= LeisureDome, Weston-super-Mare =

Unbuilt leisure facility in North Somerset, England

LeisureDome was a proposed indoor ski slope for Weston-super-Mare, Somerset, England. It was to be located on the site of the former RAF Locking, which closed in 1999. Planning permission for the LeisureDome was granted by North Somerset Council on 21 July 2011. Subject to final approval by the Secretary of State for Communities and Local Government, construction, which was estimated at £50 million, was expected to commence in December 2011. The ski slope was originally planned to open in early 2013, but construction was delayed, later cancelled.

In 2015, the future of the project was in doubt because of the need for additional funding, and no mention of the LeisureDome proposals appear on the information provided by St.
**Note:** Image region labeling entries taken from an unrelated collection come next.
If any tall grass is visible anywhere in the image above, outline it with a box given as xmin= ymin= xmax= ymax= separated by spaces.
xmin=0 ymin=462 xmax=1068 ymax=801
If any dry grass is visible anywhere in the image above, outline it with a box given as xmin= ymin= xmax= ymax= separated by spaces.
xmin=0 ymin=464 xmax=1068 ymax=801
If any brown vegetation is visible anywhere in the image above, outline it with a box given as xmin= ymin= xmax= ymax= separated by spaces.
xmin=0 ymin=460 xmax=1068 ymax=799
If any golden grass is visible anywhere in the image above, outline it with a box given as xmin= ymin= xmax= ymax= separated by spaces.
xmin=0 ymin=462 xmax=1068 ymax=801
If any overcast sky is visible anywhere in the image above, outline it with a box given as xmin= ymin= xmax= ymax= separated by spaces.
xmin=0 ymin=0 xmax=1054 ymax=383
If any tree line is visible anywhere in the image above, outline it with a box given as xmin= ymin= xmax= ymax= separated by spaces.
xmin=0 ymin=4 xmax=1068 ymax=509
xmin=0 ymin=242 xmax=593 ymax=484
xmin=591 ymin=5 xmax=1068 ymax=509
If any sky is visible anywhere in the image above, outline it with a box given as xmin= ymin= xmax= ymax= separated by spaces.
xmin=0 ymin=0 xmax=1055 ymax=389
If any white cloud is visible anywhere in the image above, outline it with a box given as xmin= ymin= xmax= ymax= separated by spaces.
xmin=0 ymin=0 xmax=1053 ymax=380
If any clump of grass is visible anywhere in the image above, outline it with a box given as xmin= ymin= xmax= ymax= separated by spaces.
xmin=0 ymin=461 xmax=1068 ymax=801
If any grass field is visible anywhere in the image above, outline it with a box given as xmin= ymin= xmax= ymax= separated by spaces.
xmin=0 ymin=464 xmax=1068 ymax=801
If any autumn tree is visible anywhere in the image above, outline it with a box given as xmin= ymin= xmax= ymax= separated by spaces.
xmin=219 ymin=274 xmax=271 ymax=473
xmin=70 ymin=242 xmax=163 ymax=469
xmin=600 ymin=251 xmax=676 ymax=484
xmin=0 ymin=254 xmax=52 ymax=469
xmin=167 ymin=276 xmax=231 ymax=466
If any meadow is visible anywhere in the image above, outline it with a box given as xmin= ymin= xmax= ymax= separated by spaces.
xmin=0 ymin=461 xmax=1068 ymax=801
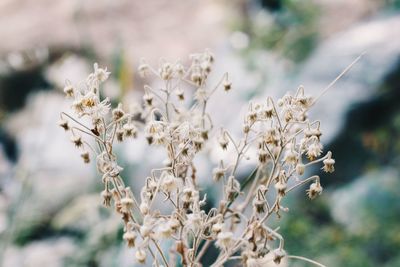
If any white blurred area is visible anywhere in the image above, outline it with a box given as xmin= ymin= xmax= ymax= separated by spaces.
xmin=0 ymin=0 xmax=400 ymax=267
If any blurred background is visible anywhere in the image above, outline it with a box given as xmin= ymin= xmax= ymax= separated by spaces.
xmin=0 ymin=0 xmax=400 ymax=267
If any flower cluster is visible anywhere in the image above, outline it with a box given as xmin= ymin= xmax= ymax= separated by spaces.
xmin=59 ymin=51 xmax=335 ymax=267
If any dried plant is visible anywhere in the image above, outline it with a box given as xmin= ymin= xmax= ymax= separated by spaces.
xmin=59 ymin=51 xmax=358 ymax=267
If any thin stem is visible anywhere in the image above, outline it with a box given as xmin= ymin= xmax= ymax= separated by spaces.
xmin=286 ymin=255 xmax=326 ymax=267
xmin=310 ymin=52 xmax=365 ymax=107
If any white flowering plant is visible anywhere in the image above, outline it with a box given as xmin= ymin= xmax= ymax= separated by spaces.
xmin=59 ymin=51 xmax=355 ymax=267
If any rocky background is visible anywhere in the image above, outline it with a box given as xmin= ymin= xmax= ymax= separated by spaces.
xmin=0 ymin=0 xmax=400 ymax=267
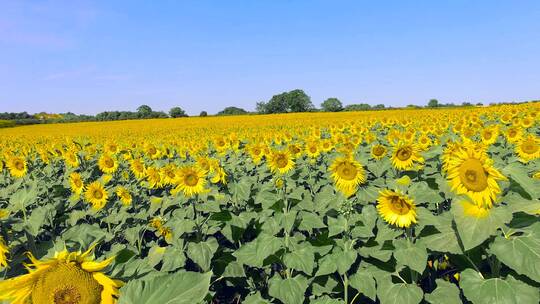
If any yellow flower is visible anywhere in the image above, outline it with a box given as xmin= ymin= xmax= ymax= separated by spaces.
xmin=98 ymin=154 xmax=118 ymax=174
xmin=6 ymin=156 xmax=28 ymax=178
xmin=377 ymin=190 xmax=416 ymax=228
xmin=515 ymin=134 xmax=540 ymax=163
xmin=116 ymin=186 xmax=133 ymax=206
xmin=392 ymin=141 xmax=424 ymax=170
xmin=371 ymin=145 xmax=387 ymax=160
xmin=0 ymin=247 xmax=122 ymax=304
xmin=85 ymin=181 xmax=109 ymax=210
xmin=448 ymin=146 xmax=506 ymax=208
xmin=69 ymin=172 xmax=84 ymax=196
xmin=175 ymin=166 xmax=206 ymax=197
xmin=268 ymin=151 xmax=294 ymax=174
xmin=328 ymin=157 xmax=366 ymax=197
xmin=0 ymin=235 xmax=9 ymax=268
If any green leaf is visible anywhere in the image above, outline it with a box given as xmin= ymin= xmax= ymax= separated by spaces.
xmin=451 ymin=202 xmax=512 ymax=251
xmin=233 ymin=234 xmax=282 ymax=267
xmin=459 ymin=269 xmax=519 ymax=304
xmin=377 ymin=282 xmax=424 ymax=304
xmin=118 ymin=271 xmax=212 ymax=304
xmin=283 ymin=244 xmax=315 ymax=275
xmin=349 ymin=270 xmax=377 ymax=301
xmin=328 ymin=215 xmax=349 ymax=237
xmin=187 ymin=238 xmax=219 ymax=272
xmin=425 ymin=279 xmax=462 ymax=304
xmin=490 ymin=222 xmax=540 ymax=283
xmin=268 ymin=275 xmax=308 ymax=304
xmin=394 ymin=239 xmax=427 ymax=274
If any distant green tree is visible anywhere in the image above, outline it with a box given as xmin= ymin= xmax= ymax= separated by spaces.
xmin=217 ymin=107 xmax=247 ymax=115
xmin=321 ymin=97 xmax=343 ymax=112
xmin=257 ymin=89 xmax=315 ymax=114
xmin=343 ymin=103 xmax=371 ymax=111
xmin=428 ymin=99 xmax=439 ymax=108
xmin=169 ymin=107 xmax=187 ymax=118
xmin=137 ymin=105 xmax=152 ymax=118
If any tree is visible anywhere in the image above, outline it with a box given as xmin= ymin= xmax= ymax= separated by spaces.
xmin=428 ymin=99 xmax=439 ymax=108
xmin=257 ymin=89 xmax=314 ymax=114
xmin=217 ymin=107 xmax=247 ymax=115
xmin=321 ymin=97 xmax=343 ymax=112
xmin=169 ymin=107 xmax=187 ymax=118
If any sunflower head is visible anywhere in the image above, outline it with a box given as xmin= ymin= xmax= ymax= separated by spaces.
xmin=377 ymin=190 xmax=416 ymax=228
xmin=0 ymin=248 xmax=122 ymax=304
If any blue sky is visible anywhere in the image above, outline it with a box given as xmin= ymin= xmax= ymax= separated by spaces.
xmin=0 ymin=0 xmax=540 ymax=114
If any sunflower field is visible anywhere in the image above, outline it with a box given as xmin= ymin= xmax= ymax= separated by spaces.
xmin=0 ymin=103 xmax=540 ymax=304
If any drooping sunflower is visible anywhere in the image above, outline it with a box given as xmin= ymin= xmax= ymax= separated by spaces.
xmin=175 ymin=166 xmax=206 ymax=197
xmin=377 ymin=190 xmax=416 ymax=228
xmin=328 ymin=156 xmax=366 ymax=197
xmin=515 ymin=134 xmax=540 ymax=163
xmin=0 ymin=235 xmax=9 ymax=268
xmin=392 ymin=141 xmax=424 ymax=170
xmin=116 ymin=186 xmax=133 ymax=206
xmin=268 ymin=150 xmax=294 ymax=174
xmin=0 ymin=247 xmax=123 ymax=304
xmin=371 ymin=144 xmax=387 ymax=160
xmin=84 ymin=181 xmax=109 ymax=210
xmin=98 ymin=154 xmax=118 ymax=174
xmin=6 ymin=156 xmax=28 ymax=178
xmin=69 ymin=172 xmax=84 ymax=196
xmin=448 ymin=145 xmax=506 ymax=208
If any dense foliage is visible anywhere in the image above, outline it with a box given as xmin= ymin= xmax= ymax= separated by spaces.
xmin=0 ymin=103 xmax=540 ymax=304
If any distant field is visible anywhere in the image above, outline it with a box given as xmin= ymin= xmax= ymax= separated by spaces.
xmin=0 ymin=103 xmax=540 ymax=304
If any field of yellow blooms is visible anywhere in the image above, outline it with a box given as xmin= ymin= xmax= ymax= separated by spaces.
xmin=0 ymin=103 xmax=540 ymax=304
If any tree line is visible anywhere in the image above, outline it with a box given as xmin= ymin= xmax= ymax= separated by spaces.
xmin=0 ymin=89 xmax=537 ymax=125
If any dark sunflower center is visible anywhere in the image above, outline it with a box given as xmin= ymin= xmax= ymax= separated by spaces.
xmin=276 ymin=155 xmax=289 ymax=168
xmin=390 ymin=196 xmax=411 ymax=215
xmin=184 ymin=173 xmax=199 ymax=187
xmin=337 ymin=163 xmax=358 ymax=180
xmin=459 ymin=158 xmax=488 ymax=192
xmin=397 ymin=148 xmax=412 ymax=161
xmin=54 ymin=285 xmax=81 ymax=304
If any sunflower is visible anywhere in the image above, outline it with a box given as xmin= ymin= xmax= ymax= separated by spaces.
xmin=84 ymin=181 xmax=109 ymax=210
xmin=0 ymin=247 xmax=122 ymax=304
xmin=98 ymin=154 xmax=118 ymax=174
xmin=129 ymin=159 xmax=146 ymax=179
xmin=448 ymin=145 xmax=506 ymax=208
xmin=175 ymin=166 xmax=206 ymax=197
xmin=371 ymin=144 xmax=387 ymax=160
xmin=515 ymin=134 xmax=540 ymax=163
xmin=328 ymin=157 xmax=366 ymax=197
xmin=268 ymin=150 xmax=294 ymax=174
xmin=377 ymin=190 xmax=416 ymax=228
xmin=0 ymin=235 xmax=9 ymax=268
xmin=392 ymin=141 xmax=424 ymax=170
xmin=69 ymin=172 xmax=84 ymax=196
xmin=6 ymin=156 xmax=28 ymax=178
xmin=116 ymin=186 xmax=133 ymax=206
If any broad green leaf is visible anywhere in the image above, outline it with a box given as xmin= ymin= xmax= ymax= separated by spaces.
xmin=394 ymin=239 xmax=427 ymax=274
xmin=118 ymin=271 xmax=212 ymax=304
xmin=459 ymin=269 xmax=519 ymax=304
xmin=451 ymin=202 xmax=512 ymax=251
xmin=425 ymin=279 xmax=462 ymax=304
xmin=268 ymin=275 xmax=308 ymax=304
xmin=187 ymin=238 xmax=219 ymax=272
xmin=233 ymin=234 xmax=282 ymax=267
xmin=490 ymin=223 xmax=540 ymax=283
xmin=349 ymin=270 xmax=377 ymax=301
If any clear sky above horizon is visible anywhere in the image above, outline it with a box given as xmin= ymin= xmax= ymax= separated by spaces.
xmin=0 ymin=0 xmax=540 ymax=115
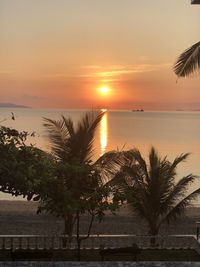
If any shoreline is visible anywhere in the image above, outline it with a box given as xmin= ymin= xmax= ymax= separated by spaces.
xmin=0 ymin=200 xmax=200 ymax=235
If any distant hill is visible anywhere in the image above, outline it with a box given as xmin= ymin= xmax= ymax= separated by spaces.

Modwen Properties, the developers about their plans for Locking Parklands as the site is now known.

==Facilities==
The plans approved by North Somerset Council had included a 210 m indoor ski slope, a 40 m climbing wall, a vertical wind tunnel for indoor skydiving, indoor surfing, a BMX track, a health and fitness club, and a number of shops and restaurants. The ski slope was to be the longest in the United Kingdom, and the climbing wall the tallest of its kind in the world. In total the LeisureDome was to contain 33112 sqm of floor space including 2536 sqm for retail use and 1237 sqm for restaurants.

The planned Extreme Rock Climbing Centre was to include lead climbing, top roping, bouldering and competition walls.